Secondly, it also spurred me to think about the Vygotskian idea of the Zone of Proximal Development (ZPD), which CAT has also taken to integrate into its ideology and theoretical basis. Therapists need to be able to gauge what is the ‘ZPD’, which Vygotsky relates to the difference between the two levels the zone of proximal development, which he defined as “the distance between the actual developmental level as determined by independent problem solving and the level of potential development as determined through problem solving under adult guidance or in collaboration with more capable peers” (Vygotsky 1978 p86). In CAT this is often referred to when the therapist is gauging what the client might be able to work with, within the session or outside of it, perhaps having practiced with the therapist first. Vygotsky believed that learning takes place when the teacher is not a provider of content, but a facilitator. The idea ‘what a mother does today with a child the child will do for themselves tomorrow’, is a central tenet that can be related to the teacher/student, therapist/client relationship.
Thirdly, my reflection, concerns the feeling of being believed in, which ignites something and relates to the role of the tutor to inspire or impassion which perhaps comes from a relational pattern of the tutor also believing in their subject and their tutee. When a tutor can instil passion in the student, to be able to fully ignite and alight others with enthusiasm, is a magical aspect of the relationship.

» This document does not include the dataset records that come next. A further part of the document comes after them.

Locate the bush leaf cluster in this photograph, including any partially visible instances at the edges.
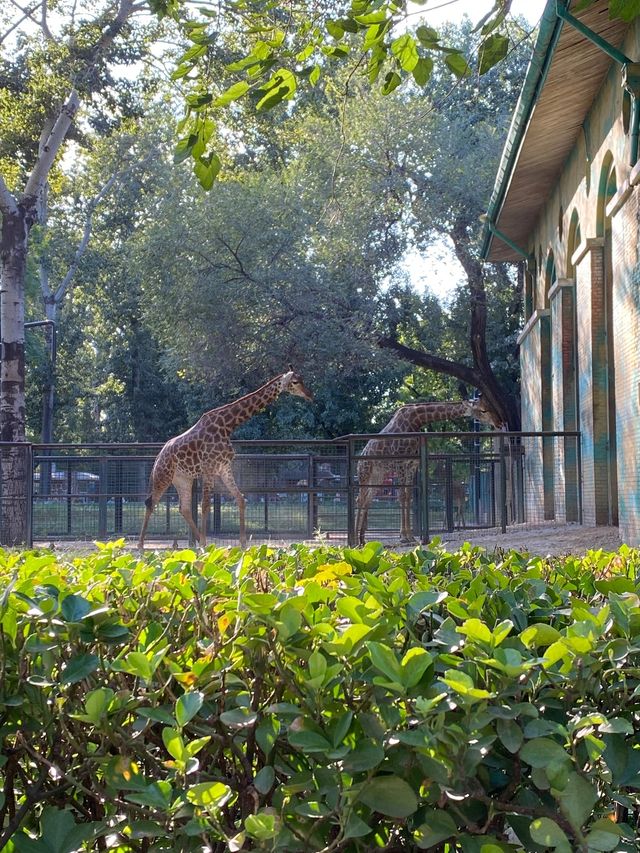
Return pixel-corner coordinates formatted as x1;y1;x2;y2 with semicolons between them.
0;542;640;853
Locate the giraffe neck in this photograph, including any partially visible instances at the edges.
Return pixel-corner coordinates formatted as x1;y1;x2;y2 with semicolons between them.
384;403;466;432
208;376;282;433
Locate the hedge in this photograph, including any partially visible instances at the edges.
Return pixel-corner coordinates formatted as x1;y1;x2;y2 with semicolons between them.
0;542;640;853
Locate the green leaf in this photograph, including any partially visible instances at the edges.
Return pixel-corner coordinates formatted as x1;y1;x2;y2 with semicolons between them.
173;133;198;165
162;728;189;761
342;740;384;773
520;623;562;649
84;687;115;725
125;781;173;811
252;68;298;110
587;818;623;851
416;26;440;49
176;691;204;728
413;809;458;850
391;33;420;71
456;619;492;645
342;812;373;840
496;720;524;754
478;33;509;74
442;669;492;701
256;709;280;756
193;152;222;191
401;647;433;688
358;776;418;817
529;817;569;847
444;51;473;79
325;19;344;41
551;773;600;830
60;595;93;622
412;56;433;86
382;71;402;95
220;708;258;729
60;654;100;684
520;738;571;767
365;641;402;684
244;812;280;841
213;80;250;107
253;765;276;794
187;782;233;811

So, this relational perspective emphasises the need to build a relationship that is trusting, allowing the student to bring themselves to learning in an open way, particularly as anxiety tends to shut down thinking and creativity and is the enemy of learning. The student needs to be able to make mistakes, and mistakes are exposing. The tutor needs to help the student feel safe enough to be vulnerable, as learning is a precarious process, always two steps forward one step back, and if I recall my own experience of undertaking the online diploma I was constantly being struck by discovering what I did not yet know. The tutor needs to be able to help the student immerse themselves in an unfamiliar territory and at the same time help them feel able to question. The student who nods and agrees is unlikely to get the most out of the experience. The tutor needs not to be defensive. And the tutor needs to be able to bear vulnerability like the student, not having all the answers, or the ‘content’ that Vygotsky referred to. In being open to not knowing, but facilitating, helping the student find out, may involve directing them to resources, enabling but accompanying them in their learning journey.
References
Ryle, A. (1990). Cognitive-Analytic Therapy: Active Participation in Change. Wiley, Chichester.
Vygotsky, L. S. (1978). Mind in society: The Development of Higher Psychological Processes. Harvard University Press, Cambridge, Massachusetts.

Final reflection. The gift of opportunity that my son was offered resonates for me with the invitations I have also had, of being a seminar leader, and tutor for the Online Academy. CAT’s relational pattern of ‘caring’ to ‘cared for’ and ‘believing in’ to ‘believed in’ comes to life. It feels important to accredit my previous tutors and supervisors, as with their care and belief I have been in the position of facilitating others learning and keep learning myself in the process.
Remember, we all need self belief, and a child who is believed in can go on to believe in themselves.